Meduza apeluje o wsparcie do czytelników spoza Rosji. Serwisowi brakuje na działalność
W ten sposób Meduza ilustruje, jak bardzo niewystarczające jest wsparcie czytelników (screen: Meduza.io)
Rosyjski portal opozycyjny Meduza apeluje do użytkowników o wsparcie. "Co najmniej trzy miliony osób czyta Meduzę po rosyjsku za granicą. Jednak tylko 0,2 proc. z nich regularnie nam pomaga. To katastrofalnie mało! Jeśli te 0,2 proc. nie zamieni się w co najmniej 0,5 proc. w najbliższej przyszłości, długo nie pociągniemy" – pisze do czytelników.
Przed rozpoczęciem wojny Rosji z Ukrainą darowizny co miesiąc wpłacało blisko 33 tys. osób. Kiedy w styczniu 2023 roku rosyjskie władze uznały Meduzę za "organizację niepożądaną", wspieranie serwisu z terenu Rosji stało się niebezpieczne, z kolei wpłaty od użytkowników zagranicznych są niewystarczające.
Czytaj też: Anas al-Sharif i czterej inni pracownicy Al Jazeery zginęli w wyniku izraelskiego bombardowania
"Szczerze mówiąc, obawiamy się o przyszłość redakcji i naszych czytelników w Rosji (bo potrzebują niezależnych wiadomości). Jeśli nie mieszkasz w Rosji i czytasz Meduzę, prosimy o miesięczną prenumeratę. Wybierz dowolną kwotę, która wydaje Ci się odpowiednia. Zrobimy wszystko, co w naszej mocy, aby nadal opowiadać Ci o najciekawszych sprawach, wydawać książki, nagrywać podcasty, kręcić programy na YouTubie – i nieustannie Cię zaskakiwać" – napisano na stronie serwisu.
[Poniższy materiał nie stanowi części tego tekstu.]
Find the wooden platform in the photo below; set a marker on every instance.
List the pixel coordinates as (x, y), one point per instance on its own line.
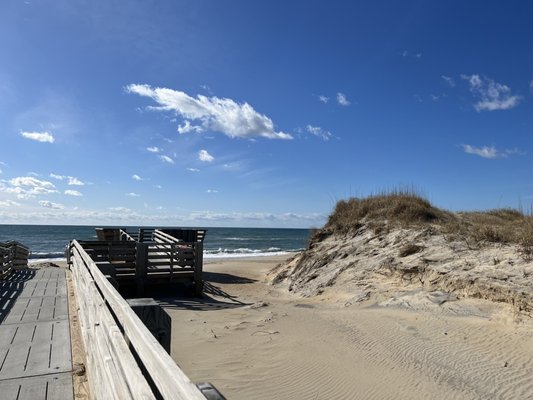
(35, 350)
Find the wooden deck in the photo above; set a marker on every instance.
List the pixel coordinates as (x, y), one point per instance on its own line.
(35, 349)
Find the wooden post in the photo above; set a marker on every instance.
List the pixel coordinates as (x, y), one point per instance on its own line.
(198, 267)
(141, 259)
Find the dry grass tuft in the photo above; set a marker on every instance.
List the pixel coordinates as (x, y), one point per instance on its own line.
(410, 249)
(407, 209)
(398, 207)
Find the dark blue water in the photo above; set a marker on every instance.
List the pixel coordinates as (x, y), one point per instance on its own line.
(49, 241)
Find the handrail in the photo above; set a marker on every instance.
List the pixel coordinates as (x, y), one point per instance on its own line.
(169, 379)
Meduza to niezależny rosyjskojęzyczny i anglojęzyczny portal informacyjny z siedzibą w Rydze. Założyła go w 2014 roku grupa byłych pracowników serwisu informacyjnego Lenta.ru. W Rosji należy do najpopularniejszych mediów opozycyjnych.
Czytaj też: Graniczne doświadczenie. W Ukrainie życie straciło już ponad stu pracowników mediów
(MAC, 13.08.2025)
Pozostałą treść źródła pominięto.